Having worked with SAP landscapes in various IaaS platforms, I have come to a disturbing conclusion – they are damn hard to keep control of and manage on a medium to long term basis. This has become something of an elephant in the room for many of us Cloud evangelists, but I feel that it is something that must be addressed in order to allow Cloud environments to progress from great finite lifespan systems to systems that are fully integrated into normal landscapes. discussed below are some of the major challenges that can effect Cloud projects/implementations.
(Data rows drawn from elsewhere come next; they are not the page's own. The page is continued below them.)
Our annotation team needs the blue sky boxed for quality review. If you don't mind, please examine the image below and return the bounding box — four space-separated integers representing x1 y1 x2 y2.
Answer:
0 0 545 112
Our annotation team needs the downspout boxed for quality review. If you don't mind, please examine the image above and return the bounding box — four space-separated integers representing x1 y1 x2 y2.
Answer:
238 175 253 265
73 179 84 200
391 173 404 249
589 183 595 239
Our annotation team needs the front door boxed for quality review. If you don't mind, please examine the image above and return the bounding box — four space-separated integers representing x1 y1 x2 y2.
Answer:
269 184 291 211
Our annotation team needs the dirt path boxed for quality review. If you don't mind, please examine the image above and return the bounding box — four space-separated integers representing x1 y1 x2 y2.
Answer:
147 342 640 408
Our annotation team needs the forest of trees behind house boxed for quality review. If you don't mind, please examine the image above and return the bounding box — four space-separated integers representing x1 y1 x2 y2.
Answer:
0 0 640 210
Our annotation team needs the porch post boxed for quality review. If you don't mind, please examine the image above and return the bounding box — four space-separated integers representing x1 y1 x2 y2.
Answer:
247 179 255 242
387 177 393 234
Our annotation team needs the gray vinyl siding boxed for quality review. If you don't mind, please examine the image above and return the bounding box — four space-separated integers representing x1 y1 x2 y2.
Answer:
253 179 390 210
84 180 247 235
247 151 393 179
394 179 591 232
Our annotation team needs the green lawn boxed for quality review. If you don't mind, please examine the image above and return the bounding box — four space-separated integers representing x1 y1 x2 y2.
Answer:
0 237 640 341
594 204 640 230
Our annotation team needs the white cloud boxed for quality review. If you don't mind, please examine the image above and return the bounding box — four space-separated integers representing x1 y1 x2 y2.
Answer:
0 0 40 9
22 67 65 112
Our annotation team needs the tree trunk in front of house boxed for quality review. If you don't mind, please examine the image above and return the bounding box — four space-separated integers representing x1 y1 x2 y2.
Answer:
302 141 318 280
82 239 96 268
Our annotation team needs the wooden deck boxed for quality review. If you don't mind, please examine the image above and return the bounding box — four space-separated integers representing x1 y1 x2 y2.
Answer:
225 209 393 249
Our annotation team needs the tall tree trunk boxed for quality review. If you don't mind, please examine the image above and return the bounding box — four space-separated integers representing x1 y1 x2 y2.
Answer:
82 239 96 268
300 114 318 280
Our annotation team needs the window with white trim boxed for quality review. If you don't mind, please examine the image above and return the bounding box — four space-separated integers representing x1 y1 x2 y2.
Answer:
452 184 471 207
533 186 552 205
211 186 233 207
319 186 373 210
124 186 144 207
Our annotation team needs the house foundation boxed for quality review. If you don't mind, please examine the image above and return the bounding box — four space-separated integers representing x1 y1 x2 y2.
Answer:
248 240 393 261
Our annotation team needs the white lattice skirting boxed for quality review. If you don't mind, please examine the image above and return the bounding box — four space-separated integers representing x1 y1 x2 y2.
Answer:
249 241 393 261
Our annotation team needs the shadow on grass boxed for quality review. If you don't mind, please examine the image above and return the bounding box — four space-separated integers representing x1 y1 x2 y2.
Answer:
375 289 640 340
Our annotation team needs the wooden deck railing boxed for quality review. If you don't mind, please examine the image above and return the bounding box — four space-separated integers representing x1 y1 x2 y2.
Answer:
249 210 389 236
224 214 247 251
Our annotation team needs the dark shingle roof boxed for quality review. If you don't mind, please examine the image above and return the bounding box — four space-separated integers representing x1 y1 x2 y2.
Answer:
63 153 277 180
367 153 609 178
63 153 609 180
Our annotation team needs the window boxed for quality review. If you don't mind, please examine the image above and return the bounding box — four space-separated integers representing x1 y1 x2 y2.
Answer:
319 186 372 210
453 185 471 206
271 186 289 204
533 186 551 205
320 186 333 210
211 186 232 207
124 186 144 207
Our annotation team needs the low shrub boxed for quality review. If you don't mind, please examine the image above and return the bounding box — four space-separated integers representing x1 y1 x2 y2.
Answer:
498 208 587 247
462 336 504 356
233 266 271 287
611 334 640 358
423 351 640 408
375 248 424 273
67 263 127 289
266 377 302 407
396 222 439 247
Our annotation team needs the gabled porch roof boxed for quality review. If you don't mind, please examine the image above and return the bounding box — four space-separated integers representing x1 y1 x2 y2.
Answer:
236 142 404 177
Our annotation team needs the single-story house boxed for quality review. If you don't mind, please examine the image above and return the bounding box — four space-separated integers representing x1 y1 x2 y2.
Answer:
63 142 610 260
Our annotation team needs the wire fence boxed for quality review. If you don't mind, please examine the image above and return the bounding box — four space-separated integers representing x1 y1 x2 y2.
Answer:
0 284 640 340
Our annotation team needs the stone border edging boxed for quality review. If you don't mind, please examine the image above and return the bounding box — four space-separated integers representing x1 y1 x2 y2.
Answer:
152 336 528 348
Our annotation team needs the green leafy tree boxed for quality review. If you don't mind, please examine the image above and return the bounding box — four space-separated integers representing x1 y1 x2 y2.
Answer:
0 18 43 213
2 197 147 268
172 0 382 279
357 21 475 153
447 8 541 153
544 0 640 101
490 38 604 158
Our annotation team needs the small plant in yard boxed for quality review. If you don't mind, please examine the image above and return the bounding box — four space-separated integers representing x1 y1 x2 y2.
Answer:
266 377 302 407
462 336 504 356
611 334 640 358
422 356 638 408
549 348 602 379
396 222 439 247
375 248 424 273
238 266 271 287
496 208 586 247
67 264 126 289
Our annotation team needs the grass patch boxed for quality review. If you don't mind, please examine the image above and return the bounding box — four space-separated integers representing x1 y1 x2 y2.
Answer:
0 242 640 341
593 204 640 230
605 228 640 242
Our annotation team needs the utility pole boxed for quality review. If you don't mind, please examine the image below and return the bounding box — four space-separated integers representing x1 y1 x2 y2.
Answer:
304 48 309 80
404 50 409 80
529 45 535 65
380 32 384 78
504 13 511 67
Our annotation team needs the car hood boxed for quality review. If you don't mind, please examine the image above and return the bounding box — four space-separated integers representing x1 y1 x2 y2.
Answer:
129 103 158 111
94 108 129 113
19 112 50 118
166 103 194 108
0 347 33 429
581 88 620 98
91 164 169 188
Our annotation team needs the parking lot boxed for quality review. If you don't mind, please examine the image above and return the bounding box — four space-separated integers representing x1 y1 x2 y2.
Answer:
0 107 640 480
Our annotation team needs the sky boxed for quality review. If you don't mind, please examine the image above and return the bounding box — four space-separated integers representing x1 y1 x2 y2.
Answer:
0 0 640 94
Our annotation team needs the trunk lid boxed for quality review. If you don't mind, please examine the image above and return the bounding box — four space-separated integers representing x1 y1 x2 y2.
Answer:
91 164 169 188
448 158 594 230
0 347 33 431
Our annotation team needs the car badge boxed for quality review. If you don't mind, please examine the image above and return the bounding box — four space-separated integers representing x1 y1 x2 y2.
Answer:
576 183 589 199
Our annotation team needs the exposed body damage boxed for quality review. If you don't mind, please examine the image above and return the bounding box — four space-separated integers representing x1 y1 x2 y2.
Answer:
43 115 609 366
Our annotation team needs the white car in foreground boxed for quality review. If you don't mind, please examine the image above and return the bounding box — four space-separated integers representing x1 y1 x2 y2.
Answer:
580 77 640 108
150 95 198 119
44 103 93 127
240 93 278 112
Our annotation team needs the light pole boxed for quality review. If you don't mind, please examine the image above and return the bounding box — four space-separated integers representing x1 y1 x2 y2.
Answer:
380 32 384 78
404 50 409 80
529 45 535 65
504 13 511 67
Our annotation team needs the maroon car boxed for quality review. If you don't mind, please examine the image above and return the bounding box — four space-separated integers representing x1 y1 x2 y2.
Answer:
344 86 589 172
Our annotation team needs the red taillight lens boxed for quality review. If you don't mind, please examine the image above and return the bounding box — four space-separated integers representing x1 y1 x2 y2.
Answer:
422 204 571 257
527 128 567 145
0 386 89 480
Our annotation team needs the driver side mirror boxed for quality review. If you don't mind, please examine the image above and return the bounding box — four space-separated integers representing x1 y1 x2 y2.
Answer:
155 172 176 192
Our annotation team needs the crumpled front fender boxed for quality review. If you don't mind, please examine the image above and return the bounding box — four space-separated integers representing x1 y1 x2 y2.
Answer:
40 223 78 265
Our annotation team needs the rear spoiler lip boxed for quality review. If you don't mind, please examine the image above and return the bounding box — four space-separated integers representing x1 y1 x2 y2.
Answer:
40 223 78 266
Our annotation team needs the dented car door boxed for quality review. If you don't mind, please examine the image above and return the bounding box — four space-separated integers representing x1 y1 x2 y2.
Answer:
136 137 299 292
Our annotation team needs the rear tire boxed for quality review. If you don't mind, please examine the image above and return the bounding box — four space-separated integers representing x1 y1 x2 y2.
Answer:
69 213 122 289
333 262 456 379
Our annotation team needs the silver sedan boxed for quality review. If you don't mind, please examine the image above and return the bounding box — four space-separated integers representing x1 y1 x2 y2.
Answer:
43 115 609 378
It is one of the biggest selling points of IaaS environments is the level of flexibility that they provide. Through this flexibility, we have the ability to do things like
- Cloning systems – creating clones of systems is as easy as a few mouse clicks, similarly creating instances from these clones is just as easy. This is a double edged sword as creating snapshots of instances requires additional storage, which needs monitored, managed and paid for. By creating a clone, we have doubled the amount of resources being used, if we then create an instance from that clone, we have now tripled the amount of resources being used. As you can see it is very easy to increase the amount of resources being charged for by the IaaS provider.
- Allocate new infrastructure – creating/allocating new infrastructure is deceptively easy, this is because although it is easy to create an additional 100Gb volume – it requires discipline/processes to make sure it is labelled and catalogued properly to ease administration. The diagram below shows the nightmare that can be unleashed through a lack of discipline.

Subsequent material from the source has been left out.